Our business is dependent on the price and availability of aircraft fuel. Continued periods of high volatility in fuel costs, increased
fuel prices and significant disruptions in the supply of aircraft fuel could have a significant negative impact on our operating
results and liquidity.
Our operating results are significantly impacted by changes in the availability, price volatility and cost of aircraft fuel, which
represents one of the largest single cost items in our business. Fuel prices have fluctuated substantially over the past several years and
sharply in the last three years.
Because of the amount of fuel needed to operate our airline, even a relatively small increase in the price of fuel can have a significant
adverse aggregate effect on our costs and liquidity. Due to the competitive nature of the airline industry and unpredictability of the
market, we can offer no assurance that we may be able to increase our fares, impose fuel surcharges or otherwise increase revenues
sufficiently to offset fuel price increases.
Although we are currently able to obtain adequate supplies of aircraft fuel, we cannot predict the future availability, price volatility or
cost of aircraft fuel. Natural disasters, political disruptions or wars involving oil-producing countries, changes in fuel-related
governmental policy, the strength of the U.S. dollar against foreign currencies, speculation in the energy futures markets, changes in
aircraft fuel production capacity, environmental concerns and other unpredictable events may result in fuel supply shortages, additional
fuel price volatility and cost increases in the future.
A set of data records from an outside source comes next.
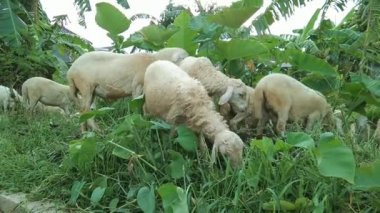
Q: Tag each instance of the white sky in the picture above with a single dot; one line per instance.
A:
(99, 38)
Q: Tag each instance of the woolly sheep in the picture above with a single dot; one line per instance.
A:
(8, 98)
(171, 94)
(112, 75)
(229, 90)
(289, 99)
(48, 92)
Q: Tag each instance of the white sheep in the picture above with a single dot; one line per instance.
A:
(112, 75)
(228, 89)
(8, 98)
(171, 94)
(288, 99)
(47, 92)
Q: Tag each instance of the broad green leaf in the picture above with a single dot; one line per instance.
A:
(111, 19)
(146, 199)
(10, 24)
(123, 3)
(99, 182)
(235, 15)
(97, 195)
(373, 85)
(121, 153)
(75, 191)
(240, 48)
(309, 27)
(132, 122)
(176, 168)
(280, 145)
(113, 204)
(368, 177)
(82, 152)
(300, 139)
(102, 111)
(184, 38)
(174, 199)
(309, 63)
(157, 34)
(186, 138)
(335, 159)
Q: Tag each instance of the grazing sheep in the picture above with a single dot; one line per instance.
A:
(112, 75)
(174, 96)
(288, 99)
(47, 92)
(229, 90)
(8, 98)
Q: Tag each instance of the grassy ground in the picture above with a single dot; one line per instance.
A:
(135, 164)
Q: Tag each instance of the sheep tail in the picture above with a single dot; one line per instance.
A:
(259, 103)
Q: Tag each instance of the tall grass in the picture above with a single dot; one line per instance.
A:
(136, 164)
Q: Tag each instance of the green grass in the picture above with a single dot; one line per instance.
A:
(131, 160)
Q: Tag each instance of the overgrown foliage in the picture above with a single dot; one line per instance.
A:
(138, 164)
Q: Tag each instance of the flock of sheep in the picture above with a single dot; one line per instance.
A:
(180, 89)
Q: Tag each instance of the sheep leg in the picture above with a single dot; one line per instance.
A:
(87, 100)
(261, 122)
(235, 120)
(32, 104)
(282, 117)
(202, 145)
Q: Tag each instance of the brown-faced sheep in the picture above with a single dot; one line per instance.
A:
(171, 94)
(288, 99)
(112, 75)
(227, 89)
(47, 92)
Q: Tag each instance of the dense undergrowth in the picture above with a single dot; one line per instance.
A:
(136, 164)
Historically, we have from time to time entered into hedging arrangements designed to protect against rising fuel costs. Since the third
quarter of 2008, we have not entered into any new transactions to hedge our fuel consumption, and we have not had any fuel hedging
contracts outstanding since the third quarter of 2009. Our ability to hedge in the future may be limited, particularly if our financial
condition provides insufficient liquidity to meet counterparty collateral requirements. Our future fuel hedging arrangements, if any, may
not completely protect us against price increases and may be limited in both volume of fuel and duration. Also, a rapid decline in the
price of fuel could adversely impact our short-term liquidity as our hedge counterparties could require that we post collateral in the form
of cash or letters of credit when the projected future market price of fuel drops below the strike price. See also the discussion in Part II,
Item 7A, "Quantitative and Qualitative Disclosures About Market Risk."
Our high level of fixed obligations limits our ability to fund general corporate requirements and obtain additional financing, limits
our flexibility in responding to competitive developments and increases our vulnerability to adverse economic and industry
conditions.
We have a significant amount of fixed obligations, including debt, aircraft leases and financings, aircraft purchase commitments,
leases and developments of airport and other facilities and other cash obligations. We also have certain guaranteed costs associated with
our regional alliances. Our existing indebtedness is secured by substantially all of our assets.
As a result of the substantial fixed costs associated with these obligations:
a decrease in revenues results in a disproportionately greater percentage decrease in earnings;
we may not have sufficient liquidity to fund all of these fixed costs if our revenues decline or costs increase; and
we may have to use our working capital to fund these fixed costs instead of funding general corporate requirements, including
capital expenditures.
These obligations also impact our ability to obtain additional financing, if needed, and our flexibility in the conduct of our business.